- Myanmar will lift its two-year ban on foreign tourists on April 17
- Visitors will have to be fully vaccinated, take two PCR tests and quarantine for a week
- The nation's tourism industry took a hit from the pandemic and violence around the junta's takeover
Myanmar will resume international passenger flights from April 17, the military said on Saturday, lifting a two-year ban on foreign tourists.
Reopening & resuming the economy
The South-East Asian nation closed its borders to visitors in March 2020, at the beginning of the COVID-19 pandemic, in an attempt to prevent rising infections.
Myanmar was further isolated after a coup last year saw huge protests and a bloody military crackdown on dissent, sending its economy — including its tourism industry — into freefall.
"We will open all international flights on 17 April, and can fly as regularly," said the National Central Committee on Prevention, Control and Treatment of Coronavirus Disease, citing falling COVID-19 infections.
In a statement, it said the decision was "in order to improve the tourism business sector, and in order to have smooth trip for visitors who come to visit Myanmar".

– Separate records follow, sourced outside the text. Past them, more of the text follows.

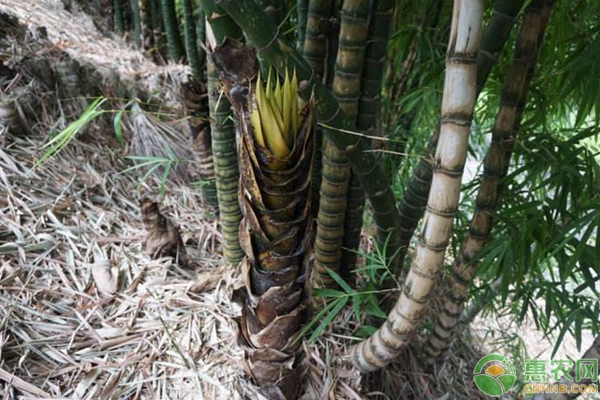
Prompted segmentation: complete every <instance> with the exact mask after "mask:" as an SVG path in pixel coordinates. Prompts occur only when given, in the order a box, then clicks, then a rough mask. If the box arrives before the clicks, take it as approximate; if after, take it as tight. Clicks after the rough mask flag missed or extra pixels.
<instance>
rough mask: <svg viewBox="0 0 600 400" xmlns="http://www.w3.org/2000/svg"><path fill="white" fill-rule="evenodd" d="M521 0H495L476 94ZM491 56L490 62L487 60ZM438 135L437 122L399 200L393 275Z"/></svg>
mask: <svg viewBox="0 0 600 400" xmlns="http://www.w3.org/2000/svg"><path fill="white" fill-rule="evenodd" d="M523 3H524V0H496V3H495V4H494V11H493V13H492V17H491V18H490V21H489V22H488V24H487V26H486V28H485V30H484V33H483V36H482V38H481V48H480V50H479V52H478V55H477V94H478V95H479V93H481V90H482V89H483V86H484V85H485V82H486V81H487V78H488V77H489V75H490V72H491V70H492V66H493V64H494V61H495V60H496V59H497V58H498V56H499V54H500V52H501V51H502V48H503V47H504V44H505V43H506V40H507V39H508V35H509V33H510V31H511V29H512V27H513V25H514V21H515V17H516V16H517V14H518V13H519V11H520V9H521V8H522V7H523ZM490 59H491V60H492V63H490V62H489V60H490ZM438 138H439V126H438V127H436V129H435V130H434V132H433V133H432V135H431V138H430V140H429V143H428V144H427V147H426V148H425V151H424V154H423V155H422V156H421V158H420V160H419V162H418V163H417V165H416V166H415V168H414V170H413V174H412V177H411V178H410V180H409V182H408V185H407V187H406V190H405V191H404V194H403V196H402V200H401V201H400V204H399V205H398V209H399V212H400V232H399V237H400V238H399V248H400V251H399V252H398V255H397V256H396V260H395V262H394V265H393V266H394V269H393V271H394V275H395V276H400V274H401V270H402V268H403V263H404V258H405V257H406V253H407V251H408V246H409V244H410V240H411V238H412V237H413V234H414V232H415V229H416V228H417V225H418V224H419V221H420V220H421V218H422V217H423V214H424V213H425V205H426V204H427V197H428V195H429V189H430V187H431V179H432V177H433V162H434V153H435V149H436V147H437V143H438Z"/></svg>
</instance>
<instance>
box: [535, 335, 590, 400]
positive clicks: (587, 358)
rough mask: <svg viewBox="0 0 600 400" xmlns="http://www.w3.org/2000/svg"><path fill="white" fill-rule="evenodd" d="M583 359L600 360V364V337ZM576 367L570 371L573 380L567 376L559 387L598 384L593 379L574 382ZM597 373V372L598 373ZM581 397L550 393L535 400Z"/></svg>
mask: <svg viewBox="0 0 600 400" xmlns="http://www.w3.org/2000/svg"><path fill="white" fill-rule="evenodd" d="M581 359H589V360H598V363H600V336H596V339H594V343H592V345H591V346H590V347H589V348H588V349H587V350H586V351H585V353H583V355H582V356H581ZM575 368H576V366H575V367H573V368H572V369H571V371H569V375H570V376H571V377H572V378H573V380H570V379H568V378H567V376H566V375H563V377H562V378H561V380H560V382H557V383H558V384H559V385H566V386H567V387H571V385H573V384H575V383H576V384H578V385H591V384H594V383H595V382H597V380H592V379H591V378H585V379H581V380H579V381H576V382H575V381H574V379H576V376H577V371H576V369H575ZM596 372H597V371H596ZM579 396H581V393H552V394H550V393H548V394H542V393H540V394H538V395H536V396H535V397H534V400H572V399H576V398H577V397H579Z"/></svg>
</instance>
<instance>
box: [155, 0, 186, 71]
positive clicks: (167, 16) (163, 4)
mask: <svg viewBox="0 0 600 400" xmlns="http://www.w3.org/2000/svg"><path fill="white" fill-rule="evenodd" d="M160 6H161V14H162V16H163V23H164V27H165V33H166V36H167V47H168V48H169V55H170V56H171V60H173V61H174V62H181V61H182V59H183V58H184V56H185V51H184V47H183V42H182V41H181V35H180V34H179V25H178V23H177V13H176V11H175V0H160Z"/></svg>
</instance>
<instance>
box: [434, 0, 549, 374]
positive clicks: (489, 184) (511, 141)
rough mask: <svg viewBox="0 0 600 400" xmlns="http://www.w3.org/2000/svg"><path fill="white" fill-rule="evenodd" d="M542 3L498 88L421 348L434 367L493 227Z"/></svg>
mask: <svg viewBox="0 0 600 400" xmlns="http://www.w3.org/2000/svg"><path fill="white" fill-rule="evenodd" d="M544 1H545V0H534V1H533V2H532V3H531V4H530V5H529V6H528V7H527V10H526V12H525V17H524V18H523V23H522V25H521V30H520V32H519V37H518V38H517V42H516V44H515V52H514V56H513V62H512V65H511V67H510V69H509V71H508V73H507V74H506V77H505V80H504V85H503V87H502V96H501V100H500V110H499V112H498V116H497V118H496V123H495V125H494V128H493V129H492V141H491V144H490V148H489V149H488V152H487V154H486V156H485V159H484V162H483V165H484V169H483V178H482V180H481V185H480V187H479V191H478V193H477V199H476V202H475V213H474V214H473V217H472V218H471V222H470V225H469V232H468V234H467V236H466V237H465V239H464V242H463V243H462V246H461V249H460V252H459V254H458V257H456V259H455V260H454V264H453V272H452V274H451V275H450V276H449V278H448V285H446V286H447V289H448V290H447V291H446V292H445V293H444V295H443V299H442V308H441V310H440V311H439V312H438V313H437V315H436V318H435V326H434V329H433V331H432V333H431V335H430V336H429V338H428V341H427V342H426V344H425V346H424V348H423V350H424V352H425V354H426V358H425V361H426V362H427V363H429V364H431V363H433V362H434V361H435V360H436V359H437V358H438V357H439V356H440V355H441V354H442V353H443V352H444V351H445V350H446V349H447V348H448V346H449V343H450V341H451V340H452V338H453V337H454V329H455V327H456V326H457V325H458V322H459V319H460V316H461V314H462V312H463V308H464V304H465V301H466V300H467V297H468V294H469V285H470V283H471V280H472V279H473V276H474V275H475V272H476V269H477V262H478V260H479V254H480V253H481V250H482V249H483V247H484V246H485V244H486V243H487V241H488V238H489V236H490V233H491V231H492V227H493V224H494V220H493V215H494V212H495V211H496V208H497V205H498V201H499V199H500V195H501V189H502V188H501V182H502V179H503V178H504V177H505V176H506V174H507V173H508V167H509V163H510V156H511V153H512V148H513V143H514V141H515V140H516V135H517V127H518V126H519V125H520V119H521V116H522V112H520V111H519V107H520V105H521V104H525V101H526V98H527V93H528V88H529V85H530V80H531V78H532V71H533V69H534V68H535V61H536V60H537V55H538V53H539V46H540V45H541V42H542V40H541V38H542V37H543V35H544V29H545V26H546V23H545V22H544V20H546V21H547V19H548V17H549V13H550V10H551V5H550V7H548V6H546V7H544Z"/></svg>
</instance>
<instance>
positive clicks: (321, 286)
mask: <svg viewBox="0 0 600 400" xmlns="http://www.w3.org/2000/svg"><path fill="white" fill-rule="evenodd" d="M341 16H342V17H341V18H342V21H341V27H340V41H339V47H338V54H337V60H336V66H335V77H334V79H333V85H332V86H333V87H332V90H333V94H334V96H335V97H336V98H337V100H338V102H339V105H340V108H341V109H342V110H343V111H344V112H345V113H346V115H347V116H348V117H349V118H350V119H351V120H352V121H354V120H355V118H356V114H357V113H358V101H359V98H360V89H361V88H360V85H361V75H362V70H363V65H364V61H365V44H366V41H367V33H368V18H369V1H368V0H344V3H343V5H342V10H341ZM350 175H351V171H350V164H349V163H348V160H347V158H346V156H345V154H344V153H343V151H342V150H340V149H338V148H337V147H336V146H335V145H334V144H333V143H331V140H330V139H329V138H325V139H324V145H323V166H322V180H321V192H320V201H319V212H318V215H317V223H318V225H317V234H316V239H315V263H314V266H313V275H312V283H313V286H315V287H329V286H332V285H334V284H335V281H334V280H333V278H332V277H331V276H330V275H329V273H328V272H327V271H328V270H332V271H334V272H336V273H338V274H339V273H341V274H342V275H343V276H345V277H348V276H349V272H348V271H349V268H347V267H350V266H349V265H347V264H343V263H340V261H341V260H342V246H343V244H344V238H345V235H346V232H345V229H344V228H345V219H346V211H347V210H348V208H347V207H348V203H347V201H348V188H349V180H350ZM358 192H359V194H360V193H361V192H362V189H361V188H360V182H358ZM354 195H356V193H354ZM353 206H354V207H355V208H356V207H357V206H360V204H358V205H357V204H353ZM353 211H355V210H353ZM353 216H354V215H353ZM359 217H360V219H361V222H362V207H360V216H359ZM355 225H356V223H355ZM360 229H361V227H360V226H359V227H358V236H360ZM351 233H352V234H355V232H354V231H353V232H351Z"/></svg>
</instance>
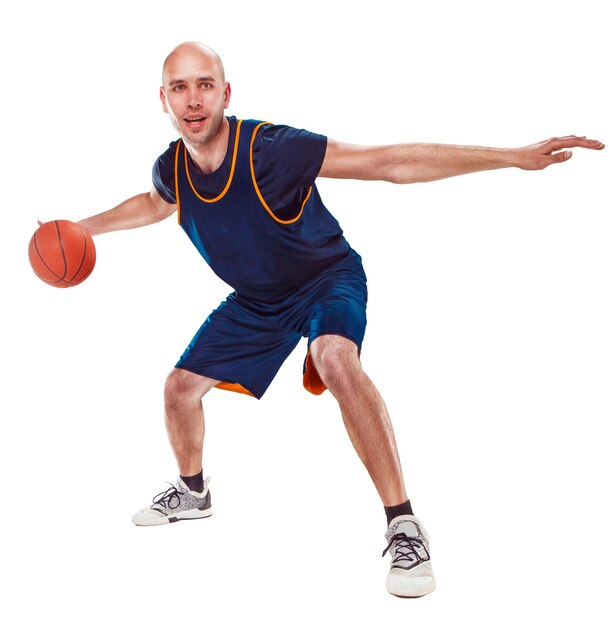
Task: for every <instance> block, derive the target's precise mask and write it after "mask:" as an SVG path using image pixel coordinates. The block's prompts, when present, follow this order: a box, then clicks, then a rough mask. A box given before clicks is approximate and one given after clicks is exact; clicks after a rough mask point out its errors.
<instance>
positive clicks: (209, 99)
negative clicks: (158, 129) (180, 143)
mask: <svg viewBox="0 0 611 626" xmlns="http://www.w3.org/2000/svg"><path fill="white" fill-rule="evenodd" d="M161 82H162V86H161V88H160V91H159V96H160V98H161V103H162V105H163V110H164V111H165V112H166V113H167V114H168V115H169V116H170V119H171V121H172V124H173V125H174V128H176V130H177V131H178V132H179V134H180V135H181V137H182V138H183V139H184V140H185V141H186V142H187V143H188V144H191V145H193V146H194V147H199V146H203V145H205V144H207V143H209V142H210V141H213V140H214V139H215V138H216V137H217V135H218V134H219V132H220V130H221V128H222V125H223V121H224V118H225V113H224V110H225V109H226V108H227V107H228V106H229V99H230V97H231V86H230V85H229V83H228V82H226V81H225V70H224V68H223V62H222V61H221V59H220V57H219V55H218V54H216V52H214V51H213V50H211V49H210V48H208V47H207V46H204V45H203V44H201V43H195V42H187V43H181V44H180V45H178V46H176V48H174V50H172V52H170V54H169V55H168V57H167V59H166V60H165V62H164V64H163V71H162V74H161Z"/></svg>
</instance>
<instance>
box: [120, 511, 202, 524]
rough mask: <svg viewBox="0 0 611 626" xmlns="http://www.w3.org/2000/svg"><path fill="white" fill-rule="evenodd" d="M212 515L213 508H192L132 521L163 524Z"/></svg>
mask: <svg viewBox="0 0 611 626" xmlns="http://www.w3.org/2000/svg"><path fill="white" fill-rule="evenodd" d="M211 515H212V508H209V509H206V510H205V511H200V510H199V509H191V510H190V511H181V512H180V513H177V514H176V515H169V516H167V517H166V516H165V515H164V516H159V517H157V516H155V517H151V518H150V519H140V520H138V521H137V522H136V521H135V520H134V519H132V522H134V524H135V525H136V526H161V525H162V524H172V523H173V522H180V521H181V520H185V519H201V518H204V517H210V516H211Z"/></svg>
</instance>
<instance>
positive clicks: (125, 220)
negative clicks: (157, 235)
mask: <svg viewBox="0 0 611 626" xmlns="http://www.w3.org/2000/svg"><path fill="white" fill-rule="evenodd" d="M175 211H176V205H175V204H169V203H168V202H166V201H165V200H164V199H163V198H162V197H161V196H160V195H159V194H158V193H157V190H156V189H155V188H153V189H151V191H150V192H147V193H141V194H139V195H137V196H134V197H133V198H129V199H128V200H125V202H122V203H121V204H119V205H117V206H116V207H114V209H110V210H108V211H104V212H103V213H98V214H97V215H92V216H91V217H87V218H85V219H83V220H80V222H79V224H80V225H81V226H83V228H86V229H87V230H88V231H89V232H90V233H91V234H92V235H101V234H103V233H108V232H111V231H113V230H127V229H130V228H139V227H140V226H148V225H149V224H154V223H155V222H160V221H161V220H163V219H165V218H166V217H169V216H170V215H172V213H174V212H175Z"/></svg>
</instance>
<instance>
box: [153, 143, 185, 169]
mask: <svg viewBox="0 0 611 626" xmlns="http://www.w3.org/2000/svg"><path fill="white" fill-rule="evenodd" d="M179 143H180V139H177V140H176V141H172V142H171V143H170V145H169V146H168V149H167V150H166V151H165V152H163V153H162V154H160V155H159V156H158V157H157V161H155V163H159V164H160V165H161V164H164V163H168V162H169V161H171V162H172V165H174V157H175V155H176V148H177V146H178V144H179Z"/></svg>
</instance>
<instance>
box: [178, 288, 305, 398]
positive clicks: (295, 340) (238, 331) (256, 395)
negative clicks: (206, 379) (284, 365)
mask: <svg viewBox="0 0 611 626" xmlns="http://www.w3.org/2000/svg"><path fill="white" fill-rule="evenodd" d="M299 339H300V335H299V333H297V332H293V331H290V330H286V329H284V328H281V327H279V326H277V325H276V324H275V323H274V322H273V320H270V319H267V318H265V317H264V316H262V315H260V314H257V313H256V312H253V311H252V310H251V309H248V308H246V307H244V306H243V305H242V304H241V303H240V302H239V301H238V299H237V298H236V297H235V295H234V294H232V295H231V296H229V298H227V300H225V302H223V303H222V304H221V305H220V306H219V307H218V308H217V309H215V310H214V311H213V312H212V313H211V314H210V315H209V316H208V318H207V319H206V321H205V322H204V324H203V325H202V326H201V328H200V329H199V330H198V331H197V333H196V334H195V336H194V337H193V339H192V340H191V343H190V344H189V346H188V348H187V349H186V350H185V352H184V353H183V355H182V356H181V357H180V359H179V361H178V363H177V364H176V367H179V368H182V369H186V370H188V371H191V372H194V373H196V374H199V375H201V376H206V377H208V378H213V379H215V380H218V381H221V382H220V383H219V384H218V385H217V387H219V388H221V389H228V390H230V391H240V392H245V393H248V394H250V395H253V396H255V397H256V398H260V397H261V396H262V395H263V394H264V393H265V391H266V389H267V388H268V387H269V385H270V383H271V382H272V380H273V378H274V377H275V375H276V374H277V372H278V370H279V369H280V366H281V365H282V363H283V362H284V361H285V359H286V358H287V357H288V355H289V354H290V353H291V352H292V350H293V349H294V348H295V346H296V345H297V343H298V342H299Z"/></svg>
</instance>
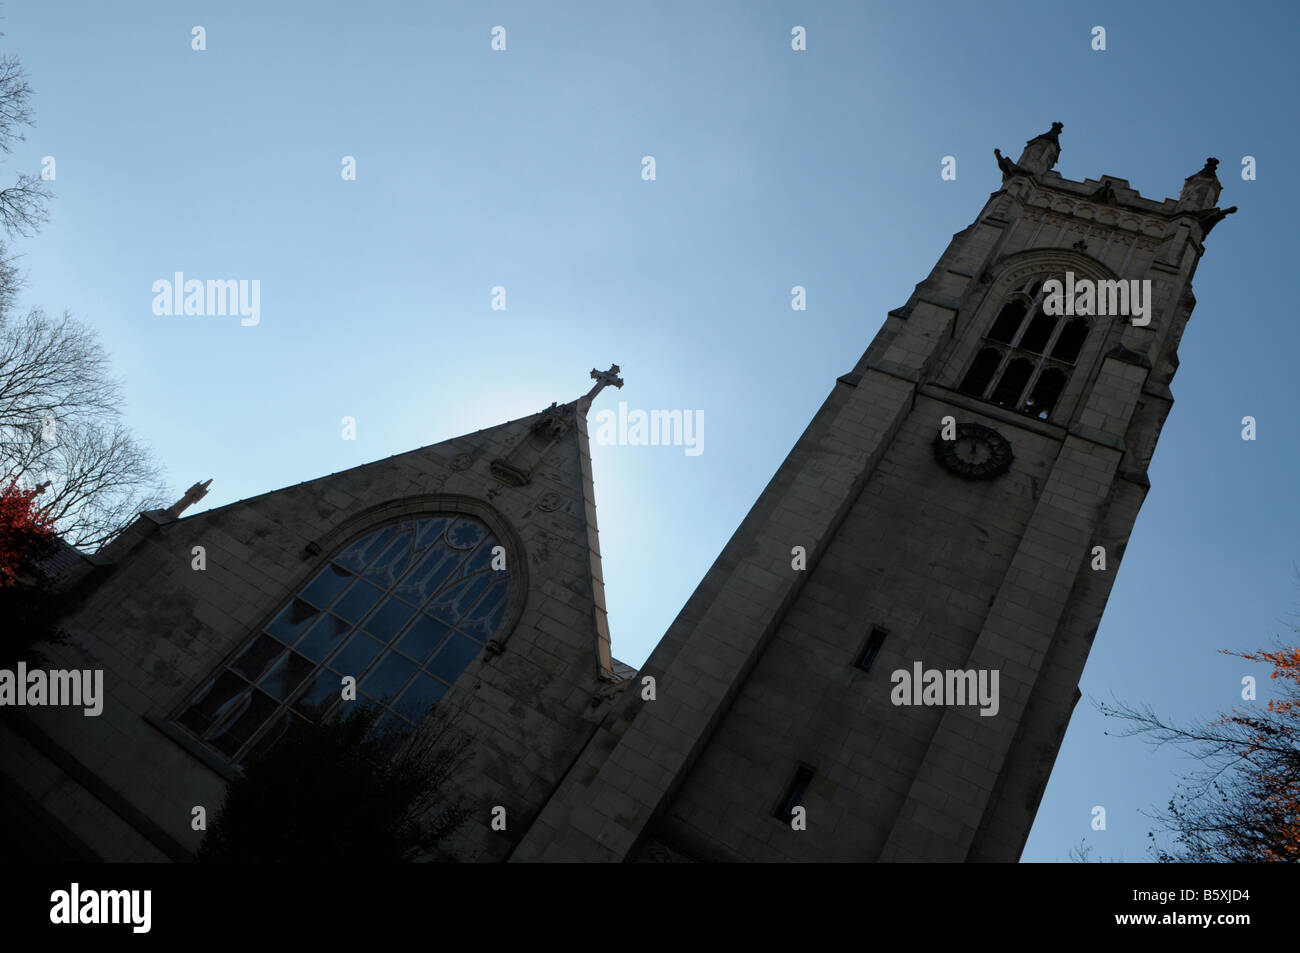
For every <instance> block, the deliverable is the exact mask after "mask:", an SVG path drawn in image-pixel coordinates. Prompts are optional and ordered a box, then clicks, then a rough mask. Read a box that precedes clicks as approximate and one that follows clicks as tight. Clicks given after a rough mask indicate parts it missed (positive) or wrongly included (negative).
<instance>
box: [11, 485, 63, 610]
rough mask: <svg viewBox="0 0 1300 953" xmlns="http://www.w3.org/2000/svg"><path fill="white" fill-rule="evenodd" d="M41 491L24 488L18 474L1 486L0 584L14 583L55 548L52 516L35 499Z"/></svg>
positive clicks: (26, 572)
mask: <svg viewBox="0 0 1300 953" xmlns="http://www.w3.org/2000/svg"><path fill="white" fill-rule="evenodd" d="M39 494H40V489H31V490H23V489H21V488H19V486H18V480H17V477H13V478H10V480H9V482H8V485H6V486H4V488H0V586H12V585H14V584H16V582H18V581H19V580H22V577H23V576H25V575H29V573H31V572H32V571H34V569H35V567H36V563H39V562H40V560H42V559H43V558H45V556H47V555H49V554H51V553H52V551H53V550H55V546H56V543H55V530H53V527H52V525H51V519H49V516H48V514H45V512H44V511H43V510H42V508H40V507H39V506H36V502H35V501H36V497H38V495H39Z"/></svg>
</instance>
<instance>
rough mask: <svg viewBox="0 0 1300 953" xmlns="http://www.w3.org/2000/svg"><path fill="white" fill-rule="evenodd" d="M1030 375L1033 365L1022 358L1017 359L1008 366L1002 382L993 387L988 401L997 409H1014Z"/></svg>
mask: <svg viewBox="0 0 1300 953" xmlns="http://www.w3.org/2000/svg"><path fill="white" fill-rule="evenodd" d="M1032 373H1034V365H1032V364H1031V363H1030V361H1027V360H1024V359H1023V358H1017V359H1015V360H1013V361H1011V363H1010V364H1009V365H1008V368H1006V372H1005V373H1004V374H1002V380H1001V381H998V382H997V386H996V387H993V395H992V397H989V400H992V402H993V403H996V404H997V406H998V407H1015V404H1017V402H1018V400H1019V399H1021V393H1022V391H1023V390H1024V385H1026V384H1028V382H1030V374H1032Z"/></svg>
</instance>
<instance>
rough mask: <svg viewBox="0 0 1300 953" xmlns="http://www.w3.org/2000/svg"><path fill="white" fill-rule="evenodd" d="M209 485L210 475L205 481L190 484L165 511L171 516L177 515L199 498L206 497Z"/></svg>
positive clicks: (206, 496)
mask: <svg viewBox="0 0 1300 953" xmlns="http://www.w3.org/2000/svg"><path fill="white" fill-rule="evenodd" d="M209 486H212V478H211V477H209V478H208V480H207V481H205V482H201V484H195V485H194V486H191V488H190V489H188V490H186V491H185V495H183V497H181V499H178V501H175V502H174V503H173V504H172V506H169V507H168V510H166V511H168V512H169V514H170V515H172V516H179V515H181V514H182V512H185V511H186V510H188V508H190V507H191V506H194V504H195V503H198V502H199V501H200V499H203V498H204V497H207V495H208V488H209Z"/></svg>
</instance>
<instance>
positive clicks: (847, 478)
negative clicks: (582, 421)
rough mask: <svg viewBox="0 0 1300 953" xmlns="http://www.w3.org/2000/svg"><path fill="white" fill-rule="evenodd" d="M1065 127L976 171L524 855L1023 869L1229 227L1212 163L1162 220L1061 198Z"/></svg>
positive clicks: (1116, 183)
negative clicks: (937, 246) (911, 291)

Visitors will be required to quarantine for a week — undergoing two PCR tests — and must be fully vaccinated, according to the Health Ministry.
Pandemic, coup paralyse tourism
Myanmar's tourism industry was battered by the pandemic, with the country registering 40,000 daily COVID-19 cases at its peak last year. It has recorded almost 20,000 deaths in total.
Spiralling violence following the junta's takeover has also dented business, with many international firms pulling out of the nation.
More than 1,600 people have been killed by security forces and more than 11,000 people arrested since the coup, according to a local monitoring group.